Amours et fin du monde
Jeune star des lettres irlandaise, Sally Rooney sonde les intermittences du coeur de quatre trentenaires. Un roman rohmérien
Jeunes gens hypersensibles, amours compliquées et lutte des classes. En mettant au goût du jour ces ingrédients ancestraux de la littérature à coups d’échanges WhatsApp et de bisexualité, l’Irlandaise Sally Rooney, tout juste trentenaire, s’est hissée à la hauteur de ses modèles. En deux romans, son nom est devenu presque aussi célèbre que ceux de George Eliot ou Jane Austen, auxquelles elle est souvent comparée. Mais c’est Natalia Ginzburg qu’elle cite en épigraphe de son nouveau livre.

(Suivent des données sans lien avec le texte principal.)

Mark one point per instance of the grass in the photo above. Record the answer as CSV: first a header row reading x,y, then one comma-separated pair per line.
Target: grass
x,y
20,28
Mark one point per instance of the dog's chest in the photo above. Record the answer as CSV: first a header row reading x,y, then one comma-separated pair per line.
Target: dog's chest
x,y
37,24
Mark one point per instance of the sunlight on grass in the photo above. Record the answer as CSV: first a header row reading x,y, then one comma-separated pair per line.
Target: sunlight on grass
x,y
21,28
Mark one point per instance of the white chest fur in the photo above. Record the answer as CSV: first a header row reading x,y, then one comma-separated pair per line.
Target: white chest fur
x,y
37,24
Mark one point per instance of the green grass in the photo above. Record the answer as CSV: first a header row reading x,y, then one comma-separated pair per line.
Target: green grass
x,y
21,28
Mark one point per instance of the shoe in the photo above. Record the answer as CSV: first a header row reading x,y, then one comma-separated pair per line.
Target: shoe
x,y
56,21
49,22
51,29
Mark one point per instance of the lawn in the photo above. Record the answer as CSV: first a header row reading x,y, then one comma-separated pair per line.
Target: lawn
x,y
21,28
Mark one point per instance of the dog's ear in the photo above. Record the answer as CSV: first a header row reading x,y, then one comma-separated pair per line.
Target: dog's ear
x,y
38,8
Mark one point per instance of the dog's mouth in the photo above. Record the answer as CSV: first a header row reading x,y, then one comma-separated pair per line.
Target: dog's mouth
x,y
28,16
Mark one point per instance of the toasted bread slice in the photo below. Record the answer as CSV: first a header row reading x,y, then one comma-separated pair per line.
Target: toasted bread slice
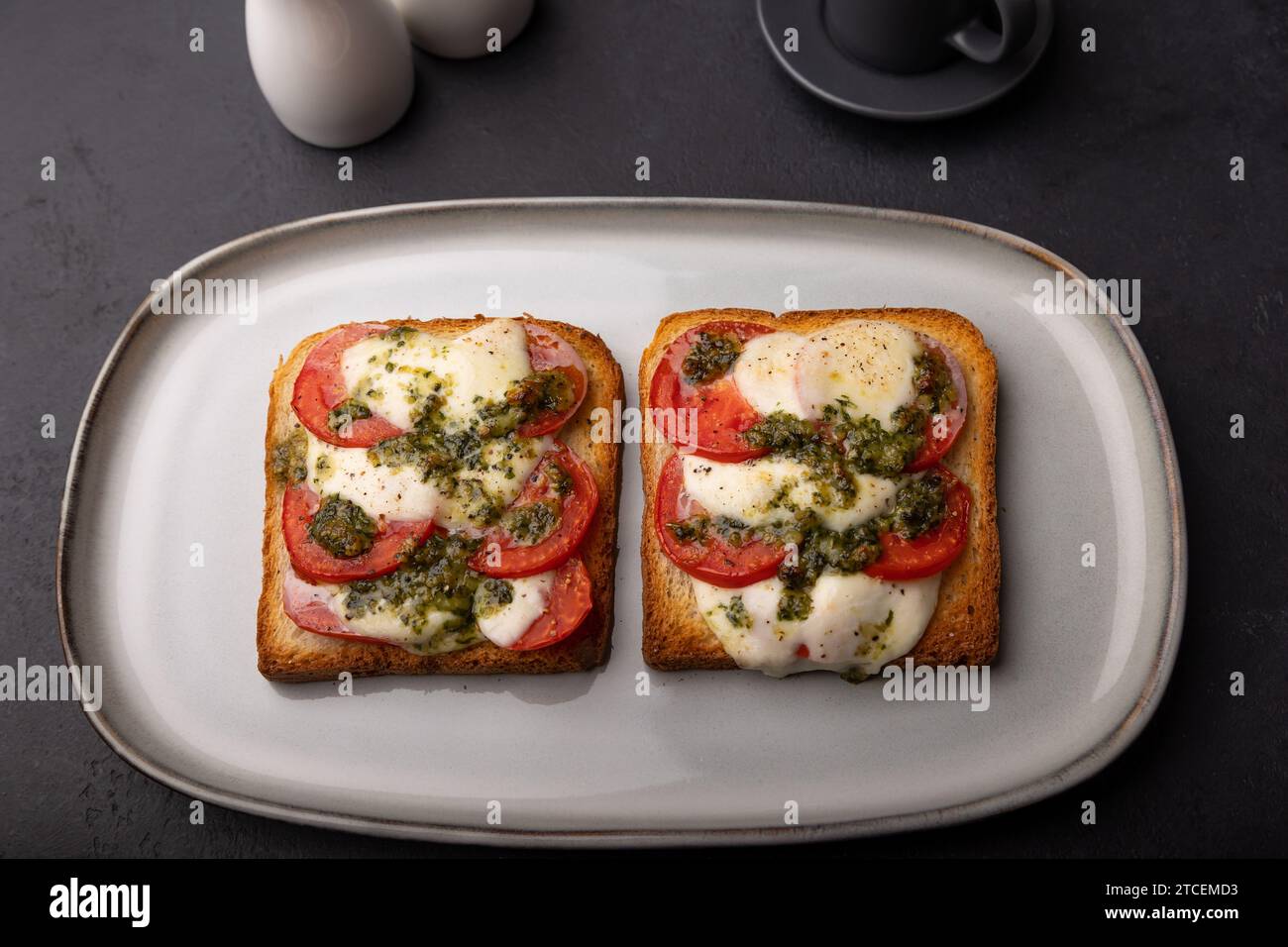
x,y
965,625
287,652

Rooney partage avec l’écrivaine italienne un style à la fois précis et laconique, et une vision marxiste des rapports humains. Dans un couple, comme dans la société, il y a des dominants et des dominés. Dans « Où es-tu, monde admirable ? », Alice semble appartenir au premier groupe. Romancière angoissée par sa fulgurante célébrité, elle s’est retirée dans un presbytère, au
bord de la mer. Elle rencontre Felix, employé dans un entrepôt qui aime autant les hommes que les femmes. Eileen, la meilleure amie d’Alice, travaille pour une revue littéraire à Dublin. Depuis son enfance, elle est amoureuse de Simon, dont le seul défaut, à ses yeux, est de croire en Dieu. Dialogues aiguisés, scènes de sexe électrisantes… Sally Rooney sonde avec une méticulosité rohmérienne les intermittences du coeur de ses personnages, tout en questionnant l’insoutenable légèreté des jeux de l’amour et du hasard dans un monde qui court à sa perte. « Je reconnais que ça paraît vulgaire, décadent, voire intrinsèquement violent, d’investir de l’énergie dans les futilités du sexe et de l’amitié alors que la civilisation menace de s’effondrer », écrit Eileen à Alice. Sally Rooney redonne toute leur urgente beauté à ces « futilités ».